I’d like to state for the record that I love William Shakespeare. My first cat was named Shakespeare. My college senior semester was in Shakespeare’s tragedies. My college senior thesis was on Ophelia from Hamlet. I have a Shakespeare bobble-head. I have a life-size poster of Shakespeare. I’ve read most of the plays. I’ve seen most of the plays. I own most of the plays on DVD. I love Shakespeare. Love. Him. Love him.
It seems to me that we modern folk tend to focus on Shakespeare’s fancy language, forgetting that it was just the way people talked back then. We forget that Shakespeare wrote plays for the regular guys. Writing and putting on plays was how he made his living, after all. And if he was going to pack the house night after night and increase his percentage of the take at the door, he needed to appeal to the common rabble – there just weren’t that many aristocrats around.

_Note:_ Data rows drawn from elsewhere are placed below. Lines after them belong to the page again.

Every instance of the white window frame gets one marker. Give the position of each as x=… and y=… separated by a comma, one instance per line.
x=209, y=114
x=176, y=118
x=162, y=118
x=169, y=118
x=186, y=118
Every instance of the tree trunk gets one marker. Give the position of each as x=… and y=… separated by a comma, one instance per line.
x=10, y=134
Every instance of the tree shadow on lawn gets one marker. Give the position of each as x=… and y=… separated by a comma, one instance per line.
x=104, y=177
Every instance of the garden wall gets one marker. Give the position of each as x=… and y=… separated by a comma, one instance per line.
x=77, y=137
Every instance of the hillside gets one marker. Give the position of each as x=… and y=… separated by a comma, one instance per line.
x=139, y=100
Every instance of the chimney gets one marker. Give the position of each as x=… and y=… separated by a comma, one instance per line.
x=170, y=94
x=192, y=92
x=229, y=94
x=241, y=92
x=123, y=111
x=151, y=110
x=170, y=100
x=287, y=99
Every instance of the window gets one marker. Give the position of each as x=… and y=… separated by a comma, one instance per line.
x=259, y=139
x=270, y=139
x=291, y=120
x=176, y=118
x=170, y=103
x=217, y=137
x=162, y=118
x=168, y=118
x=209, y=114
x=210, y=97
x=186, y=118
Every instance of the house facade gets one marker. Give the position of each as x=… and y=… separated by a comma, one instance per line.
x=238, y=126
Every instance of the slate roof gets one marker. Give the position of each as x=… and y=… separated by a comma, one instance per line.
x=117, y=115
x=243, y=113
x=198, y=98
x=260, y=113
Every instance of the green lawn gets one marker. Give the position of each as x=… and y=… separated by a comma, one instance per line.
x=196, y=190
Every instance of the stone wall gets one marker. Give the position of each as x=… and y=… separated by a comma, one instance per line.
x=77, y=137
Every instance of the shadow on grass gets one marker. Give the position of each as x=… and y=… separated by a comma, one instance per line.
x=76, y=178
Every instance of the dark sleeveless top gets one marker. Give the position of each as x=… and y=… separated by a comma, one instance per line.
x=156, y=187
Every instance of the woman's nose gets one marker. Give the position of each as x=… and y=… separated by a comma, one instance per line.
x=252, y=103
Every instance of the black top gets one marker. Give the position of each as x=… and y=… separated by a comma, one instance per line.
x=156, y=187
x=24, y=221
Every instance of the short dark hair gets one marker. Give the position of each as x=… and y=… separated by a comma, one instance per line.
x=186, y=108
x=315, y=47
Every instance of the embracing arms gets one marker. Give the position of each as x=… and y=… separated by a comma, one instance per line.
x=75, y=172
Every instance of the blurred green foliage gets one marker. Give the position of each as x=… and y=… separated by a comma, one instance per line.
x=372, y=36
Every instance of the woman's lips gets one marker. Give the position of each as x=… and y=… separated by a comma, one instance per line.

So I’d like to share a little secret that your English teacher isn’t going to tell you. William Shakespeare wrote to please the masses so they would keep buying tickets.
He pleased them by throwing bawdy, rowdy humor into almost every play, no matter how serious the overall story. He pleased them by writing the worst kind of hacker /slasher trash (Titus Andronicus– ick). He pleased them by using special effects (“exit – chased by a bear”). Basically he pleased them by being pretty lowbrow in a lot of ways. Because if he didn’t please them, they would throw food and…other things…at the actors. And they wouldn’t come back and buy more tickets.
The real awesomeness of Shakespeare, in my humble opinion, is that he did all of this – he provided raucous entertainment that literally kept people standing for hours – while at the same time managing to convey pure and heartbreaking truths. He pleased the masses, yes, but he (usually) did not compromise his story to do so. He talked about real people, in a real way, with honesty. And because he did, we love him more than 500 years later.
The lesson I take away from Shakespeare is not only that he wrote beautifully, honestly and well. It is that he wrote beautifully, honestly and well, while at the same time entertaining the tunics off those schlubs in the theater.
Because entertainment and thoughtful insight do not have to be mutually exclusive.
It only seems that way sometimes on tv.